Forse non sarò abbastanza tempestiva o farà prima la pioggia e subito noi avremo troppi anni e coraggio di meno.

Sergio è seduto sui gradini della stazione. Ferrara è un paragrafo breve e l’interregionale per Bologna parte fra poco. Tiene tra le dita la foto di Alice: orto botanico, mezzogiorno, ninfee.
Sergio gira l’Europa scrivendo una guida turistica radiofonica: ogni città è una selezione di frequenze, il criterio comincia casuale, poi diventa sentimentale, trovando nel caso la ragione. Sergio ha il privilegio di poter raccontare ogni città ascoltandola, un po’ come mettere in musica un’immagine, suonarla.
Infila la polaroid tra due pagine su cui ha disegnato la mappa dell’Europa per stazioni. Aveva lasciato l’Italia per ultima, capitolo difficile, troppo vicino a casa.
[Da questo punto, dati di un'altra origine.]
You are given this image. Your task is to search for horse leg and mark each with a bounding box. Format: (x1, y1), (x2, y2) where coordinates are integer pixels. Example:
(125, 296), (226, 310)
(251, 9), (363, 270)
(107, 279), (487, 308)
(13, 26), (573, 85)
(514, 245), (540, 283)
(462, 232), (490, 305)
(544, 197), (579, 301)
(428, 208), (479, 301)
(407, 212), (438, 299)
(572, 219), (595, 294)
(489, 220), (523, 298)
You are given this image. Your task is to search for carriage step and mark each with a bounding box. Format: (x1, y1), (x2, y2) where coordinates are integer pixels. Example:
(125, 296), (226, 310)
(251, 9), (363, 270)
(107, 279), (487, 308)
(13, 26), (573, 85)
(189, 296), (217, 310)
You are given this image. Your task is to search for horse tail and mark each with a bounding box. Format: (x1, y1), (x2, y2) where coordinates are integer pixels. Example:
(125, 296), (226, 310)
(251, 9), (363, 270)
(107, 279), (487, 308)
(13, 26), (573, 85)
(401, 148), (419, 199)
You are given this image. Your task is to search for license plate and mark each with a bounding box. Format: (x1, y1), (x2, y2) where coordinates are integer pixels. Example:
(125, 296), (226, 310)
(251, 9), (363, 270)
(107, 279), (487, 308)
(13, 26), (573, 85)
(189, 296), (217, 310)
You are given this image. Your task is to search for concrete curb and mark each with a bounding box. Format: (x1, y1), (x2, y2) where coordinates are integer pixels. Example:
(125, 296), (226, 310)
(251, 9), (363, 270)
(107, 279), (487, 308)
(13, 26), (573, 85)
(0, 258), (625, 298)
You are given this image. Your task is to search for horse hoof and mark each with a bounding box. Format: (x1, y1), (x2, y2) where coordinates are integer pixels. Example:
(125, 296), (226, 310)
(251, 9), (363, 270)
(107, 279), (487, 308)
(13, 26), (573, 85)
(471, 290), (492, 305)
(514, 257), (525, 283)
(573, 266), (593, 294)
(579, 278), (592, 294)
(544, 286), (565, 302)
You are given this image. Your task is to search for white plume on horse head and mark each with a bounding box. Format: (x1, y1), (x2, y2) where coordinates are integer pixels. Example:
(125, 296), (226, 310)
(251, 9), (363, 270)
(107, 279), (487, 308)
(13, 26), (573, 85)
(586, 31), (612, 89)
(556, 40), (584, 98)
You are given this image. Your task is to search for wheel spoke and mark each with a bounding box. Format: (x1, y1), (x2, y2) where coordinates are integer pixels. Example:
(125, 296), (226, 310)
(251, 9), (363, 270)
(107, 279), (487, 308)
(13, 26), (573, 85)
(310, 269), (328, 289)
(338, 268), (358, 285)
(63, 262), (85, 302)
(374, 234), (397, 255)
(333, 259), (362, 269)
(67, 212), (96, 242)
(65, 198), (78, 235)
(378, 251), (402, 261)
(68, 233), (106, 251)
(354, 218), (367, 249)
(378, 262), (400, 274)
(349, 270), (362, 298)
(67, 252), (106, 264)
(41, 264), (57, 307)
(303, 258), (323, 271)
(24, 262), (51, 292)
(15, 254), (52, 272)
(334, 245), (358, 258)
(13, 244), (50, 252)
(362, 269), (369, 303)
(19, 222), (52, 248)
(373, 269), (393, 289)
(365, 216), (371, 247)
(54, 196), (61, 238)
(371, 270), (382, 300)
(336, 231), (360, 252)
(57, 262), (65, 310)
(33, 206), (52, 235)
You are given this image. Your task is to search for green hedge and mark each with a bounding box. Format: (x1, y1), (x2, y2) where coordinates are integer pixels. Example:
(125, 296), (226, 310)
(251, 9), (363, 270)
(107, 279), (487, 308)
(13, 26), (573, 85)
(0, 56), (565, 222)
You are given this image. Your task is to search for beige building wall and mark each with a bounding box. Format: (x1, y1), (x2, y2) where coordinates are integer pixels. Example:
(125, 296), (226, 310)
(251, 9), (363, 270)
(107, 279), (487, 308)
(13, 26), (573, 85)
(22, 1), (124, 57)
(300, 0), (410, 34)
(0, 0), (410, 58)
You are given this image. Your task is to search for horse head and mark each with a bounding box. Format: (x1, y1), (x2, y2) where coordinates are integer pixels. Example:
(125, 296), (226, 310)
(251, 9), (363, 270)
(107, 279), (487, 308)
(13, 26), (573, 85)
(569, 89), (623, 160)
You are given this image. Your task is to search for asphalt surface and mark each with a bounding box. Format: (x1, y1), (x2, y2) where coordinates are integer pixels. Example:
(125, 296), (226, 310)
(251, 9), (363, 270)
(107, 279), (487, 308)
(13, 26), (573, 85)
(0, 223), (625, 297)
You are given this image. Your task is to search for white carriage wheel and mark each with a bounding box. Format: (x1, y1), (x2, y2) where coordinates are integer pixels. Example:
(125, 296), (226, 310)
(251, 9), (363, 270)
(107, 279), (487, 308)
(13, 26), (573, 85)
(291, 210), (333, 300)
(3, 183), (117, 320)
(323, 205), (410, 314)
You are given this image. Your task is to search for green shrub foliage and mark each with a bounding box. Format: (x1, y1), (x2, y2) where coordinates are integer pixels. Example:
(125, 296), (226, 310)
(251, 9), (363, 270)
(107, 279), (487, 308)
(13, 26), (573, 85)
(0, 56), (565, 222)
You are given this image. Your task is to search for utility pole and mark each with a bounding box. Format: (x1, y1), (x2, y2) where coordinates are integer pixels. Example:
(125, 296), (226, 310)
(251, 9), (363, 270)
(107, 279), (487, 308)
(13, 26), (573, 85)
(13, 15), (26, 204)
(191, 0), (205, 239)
Ma questa foto di Alice non era prevista: prevedibile ma rimandata prima di ogni tappa.
Il viaggio era stato tutto un cambiare di stazioni. Si era spostato come l’asta gialla della radio lungo le traversine dei binari. In ogni atrio, dagli altoparlanti chiamavano le città e le città uscivano dalle sue cuffie.

Nella polaroid-retrovisore sono finiti: alcuni dei miei capelli, un parapetto grigio, vasi di rose rosa, lampade cinesi appese ad un filo, una poltroncina settecento con i piedi dorati, un pavimento galleggiante, oleandri bianchi, sul fondo la lanterna di un campanile in bilico.
Questa sera la racconto che fuori è sereno e cerco di dirti che questa immagine è a suo modo un falso fuori tempo. Poi accendo una sigaretta nel microfono, mentre tu scegli una canzone che saprà insieme di conglomerato cementizio armato e carta di riso.
Tu pensi alla musica e non capisci l’effetto destabilizzante, sapere cosa c’è alle tue spalle, nell’attimo in cui l’acido si compone, all’istante. Poi l’istante esce dalla macchina e tieni tra le dita la memoria polaroid.

L’ultima immagine è di sera. Dentro la Caffeteria Araba di Via Centrotrecento Sergio aspetta che Jamil prepari il suo felafel. La voce alla radio è quella di Alice. Sergio l’ha riconosciuta passando sotto i portici e ha pensato che aveva fame.
Alice sta parlando di una foto che non è riuscita a qualcuno che tace e risponde mettendola in musica.
Ma Sergio intuisce una differenza, tra la foto che Alice ha davanti agli occhi e la sua voce che non riesce a descriverla, la stessa differenza che passa tra il ricordo di lei e il fatto di incontrarla per caso alla radio, alla Caffetteria Araba di Via Centrotrecento, a una distanza cittadina qualunque e in qualunque modo irrilevante. Lo spazio di Sergio si misura in altre unità: frequenze modulabili in memoria, come polaroid alla radio.